Compared to the FWT, the high-frequency half of the tree is subdivided into more bins, yielding a fine-grained view of the entire spectrum. We always show analysis and synthesis transforms to stress that all wavelet transforms are lossless. Synthesis transforms reconstruct the original input based on the results from the analysis transform.

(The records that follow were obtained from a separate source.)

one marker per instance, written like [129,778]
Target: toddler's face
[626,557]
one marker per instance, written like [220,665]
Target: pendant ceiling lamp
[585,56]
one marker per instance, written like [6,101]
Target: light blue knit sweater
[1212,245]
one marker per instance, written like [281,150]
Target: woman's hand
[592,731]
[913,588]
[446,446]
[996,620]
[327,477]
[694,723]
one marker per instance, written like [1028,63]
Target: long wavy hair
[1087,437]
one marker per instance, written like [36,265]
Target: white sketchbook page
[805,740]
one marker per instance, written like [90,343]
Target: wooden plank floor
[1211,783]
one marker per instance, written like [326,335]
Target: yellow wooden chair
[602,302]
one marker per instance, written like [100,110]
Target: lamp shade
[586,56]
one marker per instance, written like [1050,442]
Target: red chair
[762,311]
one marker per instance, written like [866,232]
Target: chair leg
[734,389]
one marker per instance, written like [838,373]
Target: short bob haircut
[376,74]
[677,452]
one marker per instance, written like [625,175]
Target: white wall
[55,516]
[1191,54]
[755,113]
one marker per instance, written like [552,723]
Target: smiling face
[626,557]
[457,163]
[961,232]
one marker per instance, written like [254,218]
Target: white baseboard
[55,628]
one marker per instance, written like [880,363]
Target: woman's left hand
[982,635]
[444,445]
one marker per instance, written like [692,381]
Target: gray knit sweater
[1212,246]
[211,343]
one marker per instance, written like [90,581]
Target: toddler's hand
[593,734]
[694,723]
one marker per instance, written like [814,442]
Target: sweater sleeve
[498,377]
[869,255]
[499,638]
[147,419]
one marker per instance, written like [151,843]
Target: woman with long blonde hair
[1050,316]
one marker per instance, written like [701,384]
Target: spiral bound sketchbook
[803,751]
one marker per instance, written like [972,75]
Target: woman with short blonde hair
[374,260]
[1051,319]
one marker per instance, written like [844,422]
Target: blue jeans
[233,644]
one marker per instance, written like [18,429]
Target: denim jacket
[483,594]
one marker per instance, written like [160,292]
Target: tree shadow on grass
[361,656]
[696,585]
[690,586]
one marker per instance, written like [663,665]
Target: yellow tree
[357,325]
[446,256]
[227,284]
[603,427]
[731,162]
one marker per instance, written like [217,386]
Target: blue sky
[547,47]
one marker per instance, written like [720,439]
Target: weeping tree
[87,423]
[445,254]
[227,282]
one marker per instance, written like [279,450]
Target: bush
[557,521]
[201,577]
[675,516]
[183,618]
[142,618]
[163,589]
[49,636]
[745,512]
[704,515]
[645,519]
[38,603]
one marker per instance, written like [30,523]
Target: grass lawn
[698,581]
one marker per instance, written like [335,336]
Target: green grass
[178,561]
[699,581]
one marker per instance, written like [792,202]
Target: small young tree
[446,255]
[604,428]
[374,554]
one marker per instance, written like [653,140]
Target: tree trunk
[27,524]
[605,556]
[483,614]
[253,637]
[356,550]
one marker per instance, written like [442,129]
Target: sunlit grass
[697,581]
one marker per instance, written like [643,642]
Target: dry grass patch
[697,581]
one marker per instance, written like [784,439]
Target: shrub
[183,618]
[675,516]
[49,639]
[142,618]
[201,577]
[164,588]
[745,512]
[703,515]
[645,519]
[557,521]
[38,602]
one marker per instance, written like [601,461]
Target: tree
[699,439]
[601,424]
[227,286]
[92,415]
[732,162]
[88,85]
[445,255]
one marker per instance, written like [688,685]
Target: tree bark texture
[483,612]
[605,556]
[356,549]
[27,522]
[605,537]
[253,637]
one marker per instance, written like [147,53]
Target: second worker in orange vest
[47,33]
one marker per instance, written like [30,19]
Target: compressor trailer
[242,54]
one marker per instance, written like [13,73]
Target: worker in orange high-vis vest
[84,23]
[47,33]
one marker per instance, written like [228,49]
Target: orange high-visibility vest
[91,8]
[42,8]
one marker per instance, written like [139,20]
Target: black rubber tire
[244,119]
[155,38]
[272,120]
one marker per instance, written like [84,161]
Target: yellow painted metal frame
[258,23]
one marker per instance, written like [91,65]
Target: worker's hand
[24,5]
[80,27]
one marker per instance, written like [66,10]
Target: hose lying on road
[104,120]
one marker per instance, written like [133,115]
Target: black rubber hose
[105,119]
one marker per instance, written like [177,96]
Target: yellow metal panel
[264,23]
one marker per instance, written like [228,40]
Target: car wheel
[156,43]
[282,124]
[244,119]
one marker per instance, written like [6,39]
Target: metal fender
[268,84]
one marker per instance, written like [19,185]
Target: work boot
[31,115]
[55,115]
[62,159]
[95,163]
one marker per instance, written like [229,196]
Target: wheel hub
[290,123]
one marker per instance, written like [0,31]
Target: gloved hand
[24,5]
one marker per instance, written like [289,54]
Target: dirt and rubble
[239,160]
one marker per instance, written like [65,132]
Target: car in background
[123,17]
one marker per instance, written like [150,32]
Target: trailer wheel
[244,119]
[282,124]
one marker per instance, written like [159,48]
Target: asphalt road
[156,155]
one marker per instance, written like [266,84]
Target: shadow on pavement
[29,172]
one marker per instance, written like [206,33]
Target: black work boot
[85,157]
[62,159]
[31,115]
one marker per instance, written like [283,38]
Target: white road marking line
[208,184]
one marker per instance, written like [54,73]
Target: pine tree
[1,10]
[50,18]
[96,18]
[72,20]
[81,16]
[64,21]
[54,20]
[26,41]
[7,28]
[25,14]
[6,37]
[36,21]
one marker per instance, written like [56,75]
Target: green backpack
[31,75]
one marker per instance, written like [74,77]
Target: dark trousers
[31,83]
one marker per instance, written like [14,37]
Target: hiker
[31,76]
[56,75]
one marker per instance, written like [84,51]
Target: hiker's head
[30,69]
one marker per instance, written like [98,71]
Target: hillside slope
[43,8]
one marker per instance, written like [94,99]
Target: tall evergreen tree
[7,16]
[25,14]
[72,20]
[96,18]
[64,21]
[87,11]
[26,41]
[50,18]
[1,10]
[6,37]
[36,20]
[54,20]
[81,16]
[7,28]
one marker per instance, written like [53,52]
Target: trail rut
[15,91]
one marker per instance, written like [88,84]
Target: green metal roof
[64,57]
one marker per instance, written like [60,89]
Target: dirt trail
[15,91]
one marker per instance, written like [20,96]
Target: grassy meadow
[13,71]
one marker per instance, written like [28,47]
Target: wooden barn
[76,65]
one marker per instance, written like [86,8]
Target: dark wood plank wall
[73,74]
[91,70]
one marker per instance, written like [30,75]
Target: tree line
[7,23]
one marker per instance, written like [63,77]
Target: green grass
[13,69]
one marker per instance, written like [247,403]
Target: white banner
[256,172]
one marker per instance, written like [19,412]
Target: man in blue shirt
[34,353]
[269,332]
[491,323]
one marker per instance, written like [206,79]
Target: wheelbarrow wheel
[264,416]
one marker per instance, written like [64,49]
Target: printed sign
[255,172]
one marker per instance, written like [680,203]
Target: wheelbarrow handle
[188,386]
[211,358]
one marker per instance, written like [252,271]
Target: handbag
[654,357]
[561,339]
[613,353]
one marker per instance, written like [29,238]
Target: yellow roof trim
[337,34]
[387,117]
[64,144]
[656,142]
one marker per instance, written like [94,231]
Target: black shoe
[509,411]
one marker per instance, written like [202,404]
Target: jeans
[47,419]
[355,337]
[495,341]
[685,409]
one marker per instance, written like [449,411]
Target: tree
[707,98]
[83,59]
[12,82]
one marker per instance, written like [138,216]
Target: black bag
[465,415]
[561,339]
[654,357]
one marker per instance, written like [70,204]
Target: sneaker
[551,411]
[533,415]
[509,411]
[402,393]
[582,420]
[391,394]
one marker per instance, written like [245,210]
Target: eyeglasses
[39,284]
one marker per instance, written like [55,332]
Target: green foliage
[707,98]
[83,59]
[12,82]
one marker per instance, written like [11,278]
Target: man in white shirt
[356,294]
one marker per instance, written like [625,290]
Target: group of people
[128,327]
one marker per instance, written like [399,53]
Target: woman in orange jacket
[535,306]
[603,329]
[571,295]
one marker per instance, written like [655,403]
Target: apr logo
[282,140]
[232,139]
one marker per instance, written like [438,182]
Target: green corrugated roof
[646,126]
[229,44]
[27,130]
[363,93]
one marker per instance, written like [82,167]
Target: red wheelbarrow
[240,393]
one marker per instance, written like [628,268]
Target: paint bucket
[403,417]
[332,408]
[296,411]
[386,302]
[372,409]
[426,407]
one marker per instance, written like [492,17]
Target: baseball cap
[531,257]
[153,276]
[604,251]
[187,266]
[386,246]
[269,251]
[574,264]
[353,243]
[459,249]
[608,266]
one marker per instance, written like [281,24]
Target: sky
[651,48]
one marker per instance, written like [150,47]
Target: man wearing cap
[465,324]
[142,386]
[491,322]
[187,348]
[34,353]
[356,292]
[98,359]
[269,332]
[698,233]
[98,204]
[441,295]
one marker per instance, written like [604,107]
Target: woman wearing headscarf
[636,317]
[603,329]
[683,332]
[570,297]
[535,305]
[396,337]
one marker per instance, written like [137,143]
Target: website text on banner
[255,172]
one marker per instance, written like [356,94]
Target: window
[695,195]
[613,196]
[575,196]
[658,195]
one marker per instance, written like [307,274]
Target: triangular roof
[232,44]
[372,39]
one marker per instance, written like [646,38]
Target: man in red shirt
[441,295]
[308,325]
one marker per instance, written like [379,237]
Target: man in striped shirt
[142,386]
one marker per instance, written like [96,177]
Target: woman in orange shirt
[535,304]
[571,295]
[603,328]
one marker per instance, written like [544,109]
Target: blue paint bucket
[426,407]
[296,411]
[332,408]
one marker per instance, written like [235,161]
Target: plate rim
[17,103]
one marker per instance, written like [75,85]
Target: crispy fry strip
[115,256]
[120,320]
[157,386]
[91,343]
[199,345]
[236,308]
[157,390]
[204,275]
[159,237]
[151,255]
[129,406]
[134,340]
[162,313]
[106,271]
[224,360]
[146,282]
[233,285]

Common wavelets and their properties#

A key property of the wavelet transform is its invertibility. Additionally, we expect an alias-free representation. Standard literature like [SN96] formulates the perfect reconstruction and alias cancellation conditions to satisfy both requirements. For an analysis filter coefficient vector \(\mathbf{h}\) the equations below use the polynomial \(H(z) = \sum_n h(n)z^{-n}\). We construct \(F(z)\) the same way using the synthesis filter coefficients in \(\mathbf{f}\). To guarantee perfect reconstruction the filters must respect

\[H_\mathcal{A}(z)F_\mathcal{A}(z) + H_\mathcal{D}(-z)F_\mathcal{D}(z) = 2z^{-l}.\]

Similarly

\[F_\mathcal{A}(z)H_\mathcal{A}(-z) + F_\mathcal{D}(z)H_\mathcal{D}(-z) = 0\]

guarantees alias cancellation.

Filters that satisfy both equations qualify as wavelets. Lets consider i.e. a Daubechies wavelet and a Symlet:

sym6 filter values

Fig. 5 Visualization of the Symlet 6 filter coefficients.#

2d wavelet packet transform computation diagram.

Fig. 6 Visualization of the Daubechies 6 filter coefficients.#

Fig. 5 and Fig. 6 visualize the Daubechies and Symlet filters of 6th degree. Compared to the Daubechies Wavelet family, their Symlet cousins have more mass at the center. Fig. 5 illustrates this fact. Large deviations occur around the fifth filter in the center, unlike the Daubechies’ six filters in Fig. 6. Consider the sign patterns in Fig. 6. The decomposition highpass (orange) and the reconstruction lowpass (green) filters display an alternating sign pattern. This behavior is a possible solution to the alias cancellation condition. To understand why substitute \(F_\mathcal{A}(z) = H_\mathcal{D}(-z)\) and \(F_\mathcal{D} = -H_\mathcal{A}(-z)\) into the perfect reconstruction condition [SN96]. \(F_\mathcal{A}(z) = H_\mathcal{D}(-z)\) requires an opposing sign at even and equal signs at odd powers of the polynomial.